Results from both versions with crank disabled
Original (with 5 second delay, crank disabled)
DEVICE (5 RUN AVE)
#, BENCH, CALL
01, 1298, nil
02, 78, drawLine - Diagonal
03, 357, drawLine - Horizontal
04, 92, drawLine - Vertical
05, 129, drawLine - Random Diagonal
06, 835, drawLine - fillRect
07, 180, drawLine - drawRect
08, 893, math.random
09, 880, math.random - local
10, 969, math.sin
11, 496, math.sin - random
12, 973, math.cos
13, 513, math.cos - random
14, 946, math.floor - local
15, 462, image:sample
16, 127, drawText - local
17, 15, drawTextInRect
18, 96, drawRect
19, 172, fillRect
20, 51, drawCircleAtPoint
21, 62, fillCircleAtPoint
22, 87, drawCircleInRect
23, 112, fillCircleInRect
24, 384, sprite:moveTo - static
25, 238, sprite:moveTo - random
26, 500, sprite:setImage
27, 468, sprite:setCenter - static
28, 494, sprite:setCenter - toggle
29, 353, sprite:setCenter - random
30, 684, sprite:setZIndex
31, 384, image:draw
32, 190, image:draw - locked
33, 197, image:draw - locked local
34, 201, image:draw - pushcontext local
END
Dave version (with 5 second delay, crank disabled)
#, BENCH, CALL
nil 7836
drawLine - Diagonal 401
drawLine - Horizontal 1826
drawLine - Vertical 477
drawLine - Random Diagonal 666
drawLine - fillRect 4958
drawLine - drawRect 1017
math.random 5109
math.random - local 5574
math.sin 6054
math.sin - random 2645
math.cos 6038
math.cos - random 2639
math.floor - local 6284
image:sample 2757
drawText - local 664
drawTextInRect 79
drawRect 493
fillRect 895
drawCircleAtPoint 261
fillCircleAtPoint 324
drawCircleInRect 451
fillCircleInRect 591
sprite:moveTo - static 2090
sprite:moveTo - random 1260
sprite:setImage 2691
sprite:setCenter - static 2654
sprite:setCenter - toggle 2634
sprite:setCenter - random 1845
sprite:setZIndex 3824
image:draw 2112
image:draw - locked 1038
image:draw - locked local 1058
image:draw - pushcontext local 1055
END
@dave, do you happen to know why the option is making such a difference in performance?
I've put the REV B with cranck and no cranck in an excel sheet and compared the values to my Rev A results, its indeed weird that disabling the cranck on a REV B seems to have an impact
original version.
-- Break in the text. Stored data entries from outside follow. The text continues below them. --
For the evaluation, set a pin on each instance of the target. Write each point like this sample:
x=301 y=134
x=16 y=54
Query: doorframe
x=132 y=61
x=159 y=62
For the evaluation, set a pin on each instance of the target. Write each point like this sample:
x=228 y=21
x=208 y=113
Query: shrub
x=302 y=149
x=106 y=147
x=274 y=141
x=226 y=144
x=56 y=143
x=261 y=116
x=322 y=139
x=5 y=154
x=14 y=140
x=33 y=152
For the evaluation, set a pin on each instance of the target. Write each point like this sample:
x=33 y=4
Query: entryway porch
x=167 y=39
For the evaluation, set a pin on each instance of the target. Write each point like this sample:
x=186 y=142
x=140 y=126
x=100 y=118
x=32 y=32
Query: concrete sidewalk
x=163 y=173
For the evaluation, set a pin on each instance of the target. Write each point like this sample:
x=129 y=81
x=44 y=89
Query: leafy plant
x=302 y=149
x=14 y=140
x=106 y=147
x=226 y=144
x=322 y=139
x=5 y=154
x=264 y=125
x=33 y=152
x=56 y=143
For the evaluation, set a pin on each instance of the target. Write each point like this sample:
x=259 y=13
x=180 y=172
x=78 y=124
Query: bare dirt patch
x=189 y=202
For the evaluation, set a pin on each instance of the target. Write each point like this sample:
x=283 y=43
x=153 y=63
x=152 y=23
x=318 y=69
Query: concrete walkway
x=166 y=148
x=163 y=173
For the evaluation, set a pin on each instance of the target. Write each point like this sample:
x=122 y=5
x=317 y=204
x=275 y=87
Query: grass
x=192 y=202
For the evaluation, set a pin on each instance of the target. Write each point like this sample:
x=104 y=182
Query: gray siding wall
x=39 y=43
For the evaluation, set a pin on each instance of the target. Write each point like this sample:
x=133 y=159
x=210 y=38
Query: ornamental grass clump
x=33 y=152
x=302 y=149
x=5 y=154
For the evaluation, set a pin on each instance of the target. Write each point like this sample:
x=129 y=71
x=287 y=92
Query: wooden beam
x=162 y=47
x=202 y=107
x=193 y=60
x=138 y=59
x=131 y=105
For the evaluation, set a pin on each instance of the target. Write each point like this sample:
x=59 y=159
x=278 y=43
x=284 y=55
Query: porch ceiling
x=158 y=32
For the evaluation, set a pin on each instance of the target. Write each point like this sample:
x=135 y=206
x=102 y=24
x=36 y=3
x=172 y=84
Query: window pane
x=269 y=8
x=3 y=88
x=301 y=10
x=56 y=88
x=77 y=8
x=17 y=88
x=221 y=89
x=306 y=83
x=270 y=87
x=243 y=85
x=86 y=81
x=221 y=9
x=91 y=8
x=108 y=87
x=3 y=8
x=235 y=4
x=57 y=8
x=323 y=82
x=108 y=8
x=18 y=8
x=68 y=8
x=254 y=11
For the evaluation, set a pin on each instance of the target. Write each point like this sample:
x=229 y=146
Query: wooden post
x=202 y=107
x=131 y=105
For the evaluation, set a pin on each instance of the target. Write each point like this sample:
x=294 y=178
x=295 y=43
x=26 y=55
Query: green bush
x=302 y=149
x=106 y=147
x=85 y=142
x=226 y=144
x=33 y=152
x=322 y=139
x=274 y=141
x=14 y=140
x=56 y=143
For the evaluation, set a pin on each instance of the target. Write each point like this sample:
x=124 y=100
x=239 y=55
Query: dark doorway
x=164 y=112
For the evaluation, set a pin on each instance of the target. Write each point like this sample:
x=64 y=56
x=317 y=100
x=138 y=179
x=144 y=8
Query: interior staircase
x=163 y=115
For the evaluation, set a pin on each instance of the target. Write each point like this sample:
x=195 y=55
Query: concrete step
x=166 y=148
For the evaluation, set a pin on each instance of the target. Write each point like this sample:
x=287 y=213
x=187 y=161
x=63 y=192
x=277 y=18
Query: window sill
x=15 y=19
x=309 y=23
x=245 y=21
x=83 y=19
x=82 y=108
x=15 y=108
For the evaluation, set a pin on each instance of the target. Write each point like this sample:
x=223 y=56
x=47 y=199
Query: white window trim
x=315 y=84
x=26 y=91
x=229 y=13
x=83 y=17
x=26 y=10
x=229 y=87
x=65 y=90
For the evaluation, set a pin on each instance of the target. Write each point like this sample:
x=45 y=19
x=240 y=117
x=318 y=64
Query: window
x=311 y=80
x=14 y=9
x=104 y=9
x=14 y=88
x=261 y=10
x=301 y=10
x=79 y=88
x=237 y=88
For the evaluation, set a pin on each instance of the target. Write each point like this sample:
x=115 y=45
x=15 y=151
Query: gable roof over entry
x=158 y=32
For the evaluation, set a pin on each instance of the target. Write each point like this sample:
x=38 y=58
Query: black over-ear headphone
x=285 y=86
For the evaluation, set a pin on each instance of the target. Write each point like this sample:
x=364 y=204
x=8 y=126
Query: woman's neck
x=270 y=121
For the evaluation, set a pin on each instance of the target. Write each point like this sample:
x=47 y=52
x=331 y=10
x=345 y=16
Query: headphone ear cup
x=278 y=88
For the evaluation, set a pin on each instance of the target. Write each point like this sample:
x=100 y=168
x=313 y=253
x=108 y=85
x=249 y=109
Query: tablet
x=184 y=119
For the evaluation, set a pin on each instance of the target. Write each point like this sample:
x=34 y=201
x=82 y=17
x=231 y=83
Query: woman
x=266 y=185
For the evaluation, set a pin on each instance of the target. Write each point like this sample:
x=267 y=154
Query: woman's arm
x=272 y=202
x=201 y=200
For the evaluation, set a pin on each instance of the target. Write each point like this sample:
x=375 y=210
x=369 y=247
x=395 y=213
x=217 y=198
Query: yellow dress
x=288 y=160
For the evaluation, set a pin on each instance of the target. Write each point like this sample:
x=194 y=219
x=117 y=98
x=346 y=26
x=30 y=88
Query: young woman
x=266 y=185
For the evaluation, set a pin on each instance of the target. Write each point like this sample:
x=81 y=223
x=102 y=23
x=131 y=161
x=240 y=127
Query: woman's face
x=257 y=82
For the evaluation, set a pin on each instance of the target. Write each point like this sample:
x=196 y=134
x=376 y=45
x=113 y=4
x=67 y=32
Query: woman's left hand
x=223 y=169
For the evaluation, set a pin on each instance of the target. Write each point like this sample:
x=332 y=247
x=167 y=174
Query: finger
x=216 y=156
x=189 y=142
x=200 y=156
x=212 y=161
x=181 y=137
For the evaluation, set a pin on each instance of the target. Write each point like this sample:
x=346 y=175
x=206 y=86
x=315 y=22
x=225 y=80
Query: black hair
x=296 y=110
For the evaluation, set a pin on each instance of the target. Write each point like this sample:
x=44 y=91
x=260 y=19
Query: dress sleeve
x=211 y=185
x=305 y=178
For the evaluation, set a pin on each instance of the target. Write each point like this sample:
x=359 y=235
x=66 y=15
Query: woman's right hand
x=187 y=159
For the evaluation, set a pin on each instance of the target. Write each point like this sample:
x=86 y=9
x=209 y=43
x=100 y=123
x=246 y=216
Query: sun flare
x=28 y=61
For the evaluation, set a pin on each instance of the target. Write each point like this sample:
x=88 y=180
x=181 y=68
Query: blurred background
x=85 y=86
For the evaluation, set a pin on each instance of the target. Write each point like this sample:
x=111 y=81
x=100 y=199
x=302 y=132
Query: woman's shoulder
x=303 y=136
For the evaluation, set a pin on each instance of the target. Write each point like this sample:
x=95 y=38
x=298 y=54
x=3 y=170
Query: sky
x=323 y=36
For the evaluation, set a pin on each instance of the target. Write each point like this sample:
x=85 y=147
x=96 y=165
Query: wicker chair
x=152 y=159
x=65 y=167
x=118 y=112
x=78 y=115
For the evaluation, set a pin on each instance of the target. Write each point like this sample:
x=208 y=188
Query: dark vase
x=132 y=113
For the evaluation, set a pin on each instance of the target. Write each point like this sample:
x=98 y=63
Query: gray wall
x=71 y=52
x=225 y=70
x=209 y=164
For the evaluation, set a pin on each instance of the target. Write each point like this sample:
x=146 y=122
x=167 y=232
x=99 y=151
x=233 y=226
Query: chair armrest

Overal REV B also seems faster than REV A except on some math stuff
Original version (https://1drv.ms/x/s!AmOKrDXp7rpjlOZdcHmWJTxAuSoBYw?e=vOa1Zk)
Dave's version ( https://1drv.ms/x/s!AmOKrDXp7rpjlOZbB1yiegFswN3yXQ?e=4OtrfA )
Holy crap, you're right. For some reason on the rev B board the crank sampling is taking way longer than it does on rev A. I'm looking into this now, not sure whether we can get a fix in for 2.2, but if not it'll be soon after.
Here's an interesting Lua thing I discovered whilst looking into constant folding and propagation during compilation, which is when a compiler replaces constants with their values if it sees that they won't change at runtime (there are exceptions). I'm don't pretend to know how this applies to the Lua bytecode compilation of Playdate SDK, or running that bytecode in the interpreter. Regardless...
So, let's say in your game you do some maths and stuff across a bunch of variables, some of which are based on constants defined earlier in the program flow. I do this all the time.
I also have values written out as maths, like
gfx.drawText("hello", 20+10+2-6, 120+10)
, arrived as as I adjust the position of things on screen (so I can remove the most recent addition/subtraction to get back to the previous value) and which I never get around to shortening. Good to know they get optimised out during compilation!
Anyway, consider these two functionally identical (almost exactly identical) snippets:
-- math
local a = 30
local b = 9 - (a / 5)
local c
local d
c = b * 4
if (c > 10) then
c = c - 10
end
d = 60 / a
-- a = 30, c = 2, res = 4
local function fMathOrderA()
res = c * (60 / a)
return "math orderA"
end
local function fMathOrderB()
res = (60 / a) * c
return "math orderB"
end
local function fMathOrderC()
res = d * c
return "math orderC"
end
- Device (rev A): fMathOrderB is ~10% slower
- Device (rev A): fMathOrderC is ~2.5% slower
Lesson: the order of execution of your maths seems to matter more than expected
Could it be summarised as "put your constants first (towards the left)"? Not sure.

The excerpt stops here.